La tormenta del divorcio se apaciguó

Por Lu Xi, Japón

En 2015 empecé a creer en Dios Todopoderoso a través de un amigo mío. Tras recibir la obra de Dios Todopoderoso de los últimos días, devoré con avidez la palabra de Dios, gracias a la cual llegué a comprender muchos misterios de la verdad que anteriormente no conocía; por ejemplo, que la obra de Dios de salvar a la humanidad se divide en tres etapas, cómo Dios lleva a cabo Su obra en cada etapa, la relación entre las tres etapas de la obra, qué es la encarnación y por qué Dios debe hacerse carne. Esto me dejó aún más claro que Dios Todopoderoso es el retorno del Señor Jesús. Con la guía de las palabras de Dios ya no pasaba el tiempo mirando la televisión como antes, y mi esposo me dijo: “Tu fe en Dios te ha puesto a leer, que es mejor que mirar telenovelas coreanas a diario. Me alegro mucho”. Aunque mi marido no iba a asambleas, siempre había creído que había un Dios, pues su madre era creyente, y también apoyaba mi fe en Dios. Normalmente, cada vez que recibía esclarecimiento de la palabra de Dios, lo compartía con mi esposo y a él también le parecía bien tener fe. Más adelante, mi marido sintió curiosidad sobre por qué yo siempre mentaba a “Dios Todopoderoso” si su madre creía en el Señor Jesús, por lo que entró en internet a informarse sobre la Iglesia de Dios Todopoderoso. Sin embargo, de manera inesperada, lo que vio fue que internet estaba llena de rumores, falsos testimonios y blasfemias contra Dios Todopoderoso. Esto lo envenenó profundamente y comenzó a oponerse a mi fe en Dios Todopoderoso. Como yo había leído la palabra de Dios Todopoderoso y escuchado las enseñanzas y testimonios de los hermanos y hermanas, en el fondo ya estaba segura de que Dios Todopoderoso es el único Dios verdadero y sabía que esas cosas de internet solo eran rumores y mentiras para engañar a la gente. Sin embargo, mi esposo se vio embaucado por los rumores y no entendía la realidad de la situación: por más que tratara de convencerlo y de darle testimonio de la obra de Dios en los últimos días, no me escuchaba.

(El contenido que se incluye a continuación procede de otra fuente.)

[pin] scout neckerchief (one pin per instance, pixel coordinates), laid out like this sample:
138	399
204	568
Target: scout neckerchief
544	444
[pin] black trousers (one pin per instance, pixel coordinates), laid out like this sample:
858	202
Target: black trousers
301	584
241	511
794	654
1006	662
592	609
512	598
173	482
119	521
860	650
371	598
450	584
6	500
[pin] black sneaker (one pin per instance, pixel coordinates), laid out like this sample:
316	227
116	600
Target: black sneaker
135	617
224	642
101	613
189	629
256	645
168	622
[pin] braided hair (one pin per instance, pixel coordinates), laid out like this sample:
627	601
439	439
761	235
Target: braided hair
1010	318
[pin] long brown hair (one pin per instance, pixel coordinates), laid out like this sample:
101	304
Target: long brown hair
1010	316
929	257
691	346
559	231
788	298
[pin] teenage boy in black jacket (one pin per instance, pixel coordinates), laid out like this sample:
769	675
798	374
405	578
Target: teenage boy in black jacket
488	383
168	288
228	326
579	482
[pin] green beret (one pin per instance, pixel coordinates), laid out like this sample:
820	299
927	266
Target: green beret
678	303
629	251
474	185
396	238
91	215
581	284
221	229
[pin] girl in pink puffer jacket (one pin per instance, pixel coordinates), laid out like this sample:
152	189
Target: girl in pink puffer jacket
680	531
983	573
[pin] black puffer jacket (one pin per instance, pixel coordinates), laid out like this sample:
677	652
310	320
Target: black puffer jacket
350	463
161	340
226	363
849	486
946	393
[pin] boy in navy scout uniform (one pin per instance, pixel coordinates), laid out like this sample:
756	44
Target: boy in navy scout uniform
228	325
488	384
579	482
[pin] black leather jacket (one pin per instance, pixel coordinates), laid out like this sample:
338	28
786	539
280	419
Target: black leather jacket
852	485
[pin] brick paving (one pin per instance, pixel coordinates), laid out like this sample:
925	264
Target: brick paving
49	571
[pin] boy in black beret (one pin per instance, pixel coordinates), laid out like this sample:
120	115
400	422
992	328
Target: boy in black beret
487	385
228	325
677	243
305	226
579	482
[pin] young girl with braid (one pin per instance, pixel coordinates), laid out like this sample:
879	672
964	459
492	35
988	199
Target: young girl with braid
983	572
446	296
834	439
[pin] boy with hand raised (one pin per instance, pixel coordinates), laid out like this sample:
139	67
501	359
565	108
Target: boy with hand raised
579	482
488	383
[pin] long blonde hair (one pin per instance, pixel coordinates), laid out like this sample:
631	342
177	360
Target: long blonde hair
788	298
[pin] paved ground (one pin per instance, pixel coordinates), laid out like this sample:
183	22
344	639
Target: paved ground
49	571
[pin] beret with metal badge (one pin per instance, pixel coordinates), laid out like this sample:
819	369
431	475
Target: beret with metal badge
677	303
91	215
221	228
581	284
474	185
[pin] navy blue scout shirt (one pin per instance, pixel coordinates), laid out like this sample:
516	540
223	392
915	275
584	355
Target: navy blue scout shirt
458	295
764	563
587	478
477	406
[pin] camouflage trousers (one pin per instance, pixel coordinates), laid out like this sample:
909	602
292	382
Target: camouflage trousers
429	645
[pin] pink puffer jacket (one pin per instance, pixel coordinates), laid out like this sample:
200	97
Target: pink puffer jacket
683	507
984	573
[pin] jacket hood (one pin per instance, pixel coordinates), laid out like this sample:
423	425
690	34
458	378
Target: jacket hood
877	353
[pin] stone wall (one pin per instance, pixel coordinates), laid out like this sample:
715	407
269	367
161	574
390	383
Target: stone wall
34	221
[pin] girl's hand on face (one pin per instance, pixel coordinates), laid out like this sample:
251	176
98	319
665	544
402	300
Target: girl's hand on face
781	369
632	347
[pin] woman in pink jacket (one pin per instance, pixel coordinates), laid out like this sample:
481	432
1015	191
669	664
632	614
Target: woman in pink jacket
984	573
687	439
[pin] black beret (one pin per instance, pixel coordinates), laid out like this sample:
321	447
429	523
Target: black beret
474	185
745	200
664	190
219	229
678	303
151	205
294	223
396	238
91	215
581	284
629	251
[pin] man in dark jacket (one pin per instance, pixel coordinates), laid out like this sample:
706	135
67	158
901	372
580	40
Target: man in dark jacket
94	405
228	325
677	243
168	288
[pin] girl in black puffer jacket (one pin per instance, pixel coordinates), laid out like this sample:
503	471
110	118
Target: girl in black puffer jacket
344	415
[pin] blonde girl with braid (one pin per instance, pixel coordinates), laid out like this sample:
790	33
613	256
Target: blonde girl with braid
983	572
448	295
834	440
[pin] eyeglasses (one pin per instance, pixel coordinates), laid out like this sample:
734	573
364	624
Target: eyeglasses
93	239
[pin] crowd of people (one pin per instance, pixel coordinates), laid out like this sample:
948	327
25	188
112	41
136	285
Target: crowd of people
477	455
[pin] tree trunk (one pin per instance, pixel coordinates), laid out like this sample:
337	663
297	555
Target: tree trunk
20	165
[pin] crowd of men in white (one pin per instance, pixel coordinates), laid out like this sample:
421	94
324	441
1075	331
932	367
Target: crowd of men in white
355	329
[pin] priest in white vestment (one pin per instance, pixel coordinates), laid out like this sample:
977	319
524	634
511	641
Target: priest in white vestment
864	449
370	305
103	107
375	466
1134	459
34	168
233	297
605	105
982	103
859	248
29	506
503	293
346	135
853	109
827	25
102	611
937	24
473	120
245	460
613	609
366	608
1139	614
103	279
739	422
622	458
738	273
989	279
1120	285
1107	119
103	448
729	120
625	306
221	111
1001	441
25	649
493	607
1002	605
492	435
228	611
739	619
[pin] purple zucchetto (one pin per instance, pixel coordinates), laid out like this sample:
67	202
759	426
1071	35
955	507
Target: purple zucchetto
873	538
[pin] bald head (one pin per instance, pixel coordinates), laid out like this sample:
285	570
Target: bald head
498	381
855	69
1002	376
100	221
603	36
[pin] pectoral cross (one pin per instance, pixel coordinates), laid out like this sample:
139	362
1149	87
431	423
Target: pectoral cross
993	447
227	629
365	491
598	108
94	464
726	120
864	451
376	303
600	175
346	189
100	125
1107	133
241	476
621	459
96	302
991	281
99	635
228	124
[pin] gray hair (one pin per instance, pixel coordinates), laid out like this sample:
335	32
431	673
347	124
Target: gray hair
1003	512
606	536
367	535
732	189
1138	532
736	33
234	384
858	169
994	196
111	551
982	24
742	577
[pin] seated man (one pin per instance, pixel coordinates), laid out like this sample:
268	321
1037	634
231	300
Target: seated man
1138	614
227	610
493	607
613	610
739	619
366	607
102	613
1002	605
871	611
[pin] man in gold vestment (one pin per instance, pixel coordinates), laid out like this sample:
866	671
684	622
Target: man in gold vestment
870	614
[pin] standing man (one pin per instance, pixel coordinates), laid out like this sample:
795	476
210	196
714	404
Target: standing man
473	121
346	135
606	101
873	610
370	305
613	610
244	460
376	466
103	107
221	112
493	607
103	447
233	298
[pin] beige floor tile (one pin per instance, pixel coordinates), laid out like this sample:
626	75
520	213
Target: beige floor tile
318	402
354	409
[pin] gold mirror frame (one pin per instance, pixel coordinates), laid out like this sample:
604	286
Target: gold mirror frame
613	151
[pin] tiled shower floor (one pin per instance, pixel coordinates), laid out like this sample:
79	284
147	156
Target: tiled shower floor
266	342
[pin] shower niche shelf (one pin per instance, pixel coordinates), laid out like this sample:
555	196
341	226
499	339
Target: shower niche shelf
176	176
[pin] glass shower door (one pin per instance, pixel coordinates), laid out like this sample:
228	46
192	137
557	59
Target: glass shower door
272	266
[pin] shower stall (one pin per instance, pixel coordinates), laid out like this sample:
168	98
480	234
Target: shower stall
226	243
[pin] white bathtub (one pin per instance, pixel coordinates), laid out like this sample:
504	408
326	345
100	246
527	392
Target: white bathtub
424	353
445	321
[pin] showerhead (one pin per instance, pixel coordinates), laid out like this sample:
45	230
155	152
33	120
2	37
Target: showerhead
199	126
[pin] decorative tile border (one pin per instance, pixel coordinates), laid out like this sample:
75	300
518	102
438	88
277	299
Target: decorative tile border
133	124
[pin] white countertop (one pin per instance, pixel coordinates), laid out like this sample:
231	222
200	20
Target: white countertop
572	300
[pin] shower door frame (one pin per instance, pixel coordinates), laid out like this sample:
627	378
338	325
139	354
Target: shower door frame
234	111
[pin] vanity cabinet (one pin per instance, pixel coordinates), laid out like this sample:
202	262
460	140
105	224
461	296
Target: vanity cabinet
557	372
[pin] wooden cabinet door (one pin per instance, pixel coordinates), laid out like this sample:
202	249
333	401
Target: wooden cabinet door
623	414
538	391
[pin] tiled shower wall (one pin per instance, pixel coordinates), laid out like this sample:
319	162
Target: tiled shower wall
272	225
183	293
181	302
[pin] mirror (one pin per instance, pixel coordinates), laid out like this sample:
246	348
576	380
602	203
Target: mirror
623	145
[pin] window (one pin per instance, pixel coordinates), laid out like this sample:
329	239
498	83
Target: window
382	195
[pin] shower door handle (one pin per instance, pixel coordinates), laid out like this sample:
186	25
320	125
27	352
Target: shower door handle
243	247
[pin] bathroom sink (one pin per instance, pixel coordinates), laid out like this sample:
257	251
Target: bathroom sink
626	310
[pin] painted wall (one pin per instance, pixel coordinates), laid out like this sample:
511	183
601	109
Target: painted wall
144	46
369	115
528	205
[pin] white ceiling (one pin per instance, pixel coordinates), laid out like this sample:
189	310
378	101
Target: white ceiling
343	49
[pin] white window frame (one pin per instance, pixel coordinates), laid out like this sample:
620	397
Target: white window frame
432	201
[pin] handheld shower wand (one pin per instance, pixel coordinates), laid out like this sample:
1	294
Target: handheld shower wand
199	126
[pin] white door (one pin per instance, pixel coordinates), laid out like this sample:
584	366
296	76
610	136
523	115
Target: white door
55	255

Pasado un tiempo, y con ayuda de la hermana Yinghe, que en reiteradas ocasiones compartía enseñanzas y testimonios con él, al final mi marido aceptó a regañadientes estudiar la obra de Dios en los últimos días. No obstante, mi esposo estaba influido por su madre y era relativamente conservador en cuanto a la Biblia, por lo que, para resolver este problema, unas hermanas me recomendaron que mirara con él la película evangélica Revelar el misterio de la Biblia. Sin embargo, no se la mostré, sino que, por propia iniciativa, le hice mirar la película Libres de la trampa, que revela cómo el Gobierno del PCCh y los anticristos del mundo religioso se oponen a la obra de Dios. Tras ver nada más que una parte de la película, me dijo: “El PCCh es un gobierno ateo y China, un país ateo que siempre ha perseguido a los creyentes en la religión. El Gobierno del PCCh reprime la Iglesia de Dios Todopoderoso y nosotros simplemente somos David contra Goliat. ¿Y si volviéramos a China y nos detuvieran? Además, en internet se dice de todo y no sé qué es cierto o falso. Sigo pensando que no deberías creer en esto”. Insté a mi esposo a que terminara de mirar la película y luego decidiera, pero no lo hizo. Viendo que me empeñaba en mantener mi fe, una vez se abalanzó sobre mí con ira, diciendo: “Si te empeñas en creer, pues cree; si quieres que te detengan, pues que te detengan. ¡Pero si te detienen, no digas que soy tu marido! ¿No sabes que ahora mismo estoy bajo mucha presión? Si no creo, temo que este sea el verdadero Dios; pero si creo, están todas esas cosas en internet, aparte de que correría peligro de ser detenido. Entonces, realmente, ¿a quién hago caso?”. En vista del sufrimiento de mi marido al limitarse a esos rumores de internet, me di cuenta de lo perjudiciales que son, en efecto, los rumores y falsos testimonios del PCCh. No solo dificultan que el pueblo acepte el camino verdadero, sino que, además, destruyen las relaciones familiares. Al parecer, los que inventan rumores y dan falso testimonio son la prole de Satanás, el diablo. ¡Así como suena!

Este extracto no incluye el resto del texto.